New Publication: Proteins Alter the Stiffness of Membranes

Although there have been many studies of proteins whose primary function is to ‘sculpt’ the surface of membranes e.g. BAR domains, there have been very few investigations of what effect regular membrane proteins have on the stiffness of membranes. Here we show via very large simulations, using the MARTINI coarse-grained forcefield, that ‘regular’ integral membrane proteins, such as an ion channel or a beta-barrel, reduce the stiffness of the membrane, leading to larger fluctuations. The systems studied push the boundaries of what is currently achievable with biomolecular simulation, containing around 50,000 lipids and 100 proteins. We had access to the French supercomputer CURIE, through the EU PRACE network, for this work.

This is the second in a set of three papers that bring my research on cell signalling and membranes in the SBCB group within the Department of Biochemistry to a close and is available to download here.

New Publication: Membrane Compartmentalization Reduces the Mobility of Lipids.

Lipids are not free to diffuse around the cell membrane. Rather they are constrained not just by all the embedded proteins but also by the cytoskeleton, which, it has been suggested, corral the lipids. In this paper, we show by very large coarse-grained simulations of a realistic model of the plasma membrane how compartmentalisation leads to reduced, anomalous diffusion of both lipids and proteins.

This is the first in a set of three papers that bring my research on cell signalling and membranes in the SBCB group within the Department of Biochemistry to a close and is available to download here.

New Publication: Predicting affinities for peptide transporters

PepT1 is a nutrient transporter found in the cells that line your small intestine. It is not only responsible for the uptake of di- and tai-peptides, and therefore much of your dietary proteins, but also the uptake of most β-lactam antibiotics. This serendipity ensures that we can take (many of) these important drugs orally.

Our ultimate goal is to develop the capability to predict modifications to drug scaffolds that will improve or enable their uptake by PepT1, thereby improving their oral bioavailability.

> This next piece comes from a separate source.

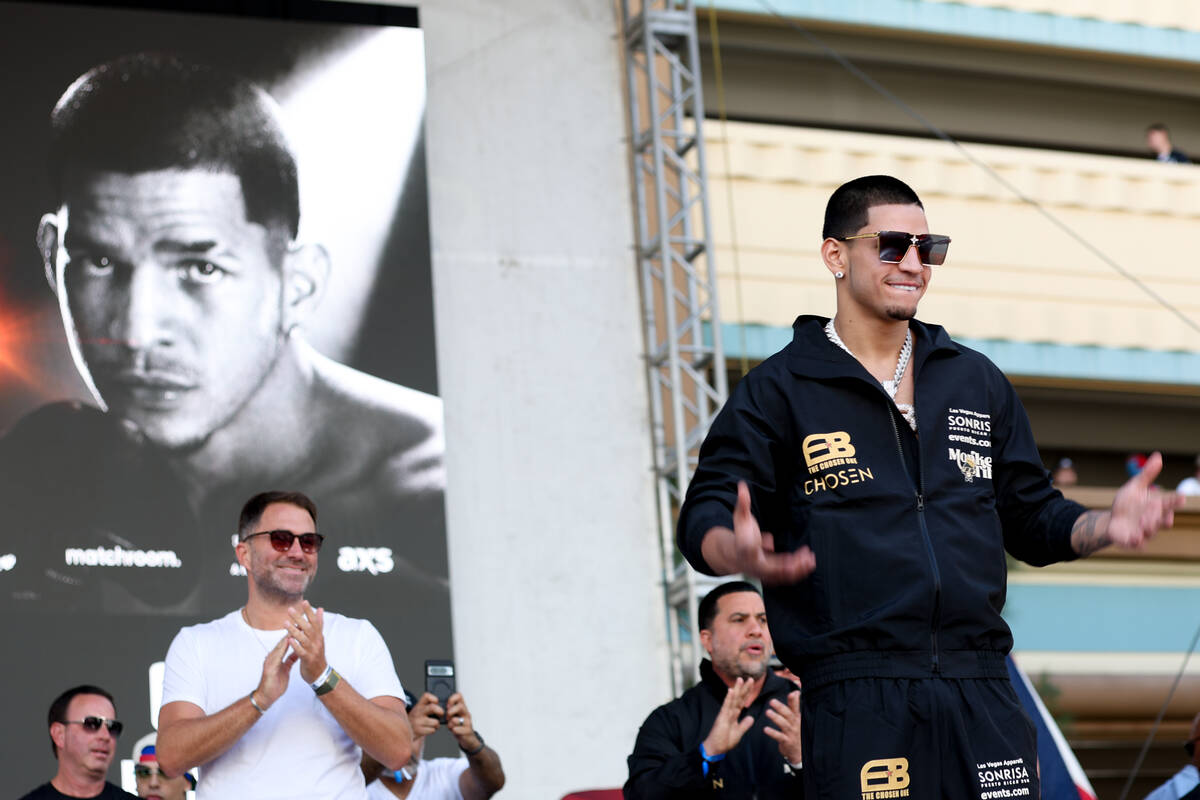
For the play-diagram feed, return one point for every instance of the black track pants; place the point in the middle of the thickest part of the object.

In this paper, just published online in the new journal Cell Chemical Biology (and free to download, thanks to the Wellcome Trust), we show that it is possible to predict how well a series of di- and tai-peptides bind to a bacterial homologue of PepT1 using a hierarchical approach that combines an end-point free energy method with thermodynamic integration. Since there is no structure of PepT1, we then tried our method on a homology model we have published in 2015. We found that method lost its predictive power. By studying a range of homology models of intermediate quality, we showed that it is highly likely an experimental structure of hPepT1 will be required for in silico accurate predictions of transport.

This is the second paper that Firdaus Samsudin has published as part of his DPhil here in Oxford.

New Publication: The Extra-Cellular Domain of PepT1 and PepT2

PepT1 is a nutrient transporter found in the cells that line your small intestine. It is not only responsible for the uptake of di- and tai-peptides, and therefore much of your dietary proteins, but also the uptake of most β-lactam antibiotics. This serendipity ensures that we can take (many of) these important drugs orally.

Our ultimate goal is to develop the capability to predict modifications to drug scaffolds that will improve or enable their uptake by PepT1, thereby improving their oral bioavailability.

In Structure we report the structures of the extra-cellular domains (ECDs) of PepT1 and PepT2. This is an important milestone on the road to elucidating a structure of PepT1 and allows us to propose the first full-length structural model of PepT1 (see above). Intriguingly, the data also suggests that the ECD also interacts with trypsin, thereby increasing the local concentration of peptides around the transporter, improving its efficiency.